Saturday, June 27, 2009

Reality Based Financing

While it is diverting to listen to born-again fiscally responsible wingnuts piping up on the floor of the House to insist social programs are going to break the bank, it's actually happening among the leaders. Working its way through obscure official channels rather than in the dog and pony shows the freakish right wing keeps throwing, Pay-Go legislation is being put in place to give actual underpinnings to our national government.

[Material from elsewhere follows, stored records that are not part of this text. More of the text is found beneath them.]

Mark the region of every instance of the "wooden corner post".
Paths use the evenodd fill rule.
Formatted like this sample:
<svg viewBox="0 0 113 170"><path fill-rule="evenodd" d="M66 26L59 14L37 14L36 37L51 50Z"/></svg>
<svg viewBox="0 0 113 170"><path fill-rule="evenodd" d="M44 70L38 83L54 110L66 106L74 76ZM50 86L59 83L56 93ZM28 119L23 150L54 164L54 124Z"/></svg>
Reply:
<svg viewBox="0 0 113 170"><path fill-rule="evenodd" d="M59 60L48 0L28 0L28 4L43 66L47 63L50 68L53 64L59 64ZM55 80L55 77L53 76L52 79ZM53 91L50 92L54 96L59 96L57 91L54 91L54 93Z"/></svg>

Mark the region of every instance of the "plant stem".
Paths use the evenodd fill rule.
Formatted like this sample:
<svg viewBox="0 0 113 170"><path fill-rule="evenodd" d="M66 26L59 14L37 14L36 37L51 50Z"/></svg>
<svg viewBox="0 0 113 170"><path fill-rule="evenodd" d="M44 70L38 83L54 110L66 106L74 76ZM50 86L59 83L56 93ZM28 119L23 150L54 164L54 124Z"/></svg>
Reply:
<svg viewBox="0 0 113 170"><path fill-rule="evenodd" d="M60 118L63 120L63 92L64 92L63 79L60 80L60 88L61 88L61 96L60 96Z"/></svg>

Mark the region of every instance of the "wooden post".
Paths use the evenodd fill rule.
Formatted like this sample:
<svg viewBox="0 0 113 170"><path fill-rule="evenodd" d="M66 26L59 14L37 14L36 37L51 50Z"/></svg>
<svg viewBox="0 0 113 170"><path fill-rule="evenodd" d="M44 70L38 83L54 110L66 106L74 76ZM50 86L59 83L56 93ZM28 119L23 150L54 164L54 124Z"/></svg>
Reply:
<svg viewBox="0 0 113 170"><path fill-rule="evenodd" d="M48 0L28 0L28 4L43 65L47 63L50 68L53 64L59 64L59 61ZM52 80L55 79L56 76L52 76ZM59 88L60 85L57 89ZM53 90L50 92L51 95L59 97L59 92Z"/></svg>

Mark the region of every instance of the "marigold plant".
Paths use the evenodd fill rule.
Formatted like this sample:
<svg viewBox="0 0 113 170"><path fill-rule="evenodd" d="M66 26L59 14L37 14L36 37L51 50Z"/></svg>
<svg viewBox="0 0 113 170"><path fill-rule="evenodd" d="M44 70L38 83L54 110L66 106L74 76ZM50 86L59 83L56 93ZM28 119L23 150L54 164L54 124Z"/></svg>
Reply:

After the 'throw money at rich folks' approach the wingers employed over eight years in total power over spending, this works back toward sound finances. Soundness is much needed, as those burned by our catastrophic behavior in world finance are beginning to look at replacing the almighty dollar with a currency not subject to winger whimsy.

A bipartisan group of lawmakers grilled White House Budget Director Peter Orszag at a hearing Thursday over the administration’s flexibility on a new pay-as-you-go law that would allow for trillions of dollars in exemptions.

The administration is asking lawmakers to pass legislation that would require any new federal program to be paid for either by cutting spending or raising taxes. But the White House has agreed to exempt a few big-ticket items that have added to the nation’s budget deficit.

During the House Budget Committee hearing, Rep. Xavier Becerra (D-Calif.) noted the exemptions will cost more than $3 trillion over 10 years. Policies that won’t be subject to pay-go restrictions under Obama’s bill include the extension of middle-class tax cuts enacted during the Bush administration, funds to keep the Alternative Minimum Tax from hitting middle-income Americans and Medicare payments to physicians.

“If we don’t extend a number of these [exemptions], we could see an increase in the reduction of the deficit,” said Becerra, the vice chairman of the House Democratic Caucus.

Orszag said items were exempted because neither lawmakers nor the White House have come up with ways to pay for them. Those policies also have broad support from both Democrats and Republicans in Congress.

But Rep. Lloyd Doggett (D-Texas) suggested lawmakers consider letting more of the tax cuts, championed by President George W. Bush, expire, and not just the ones for those Americans making more than $200,000.
House Majority Leader Steny Hoyer (D-Md.), who has called on the House to take up the bill in July, said the pay-go law is necessary to stem the increase in debt.

“By reducing the amount of money spent on interest payments on the debt, we will be better able to make investments in areas that make our economy strong, such as healthcare, energy and education,” he said.

The measure has less support in the Senate; though Majority Leader Harry Reid (D-Nev.) has backed it, Sen. Kent Conrad (D-N.D.), whose Senate Budget Committee would mark up any pay-go bill, has criticized the measure for exempting expensive items.

But Hoyer and House Speaker Nancy Pelosi (D-Calif.) have pledged not to consider any new tax bills from the Senate unless the upper chamber takes up pay-go legislation. The House leaders’ pay-go promise came in response to the $3.6 trillion budget resolution, which called for discretionary spending levels higher than Blue Dog Democrats wanted.

Reality won't get much attention in the media, but reality bites when the actual practice is profligacy. Returning to sound finances is overdue. When our society suffers real losses as it has in school spending, infrastructure, and collapse of our health system, we are required to get hold of the process of spending again.

The slow, steady progress of return to sanity is being accomplished by leadership while the opposition scurries about trying to light the fires faster than they can be put out.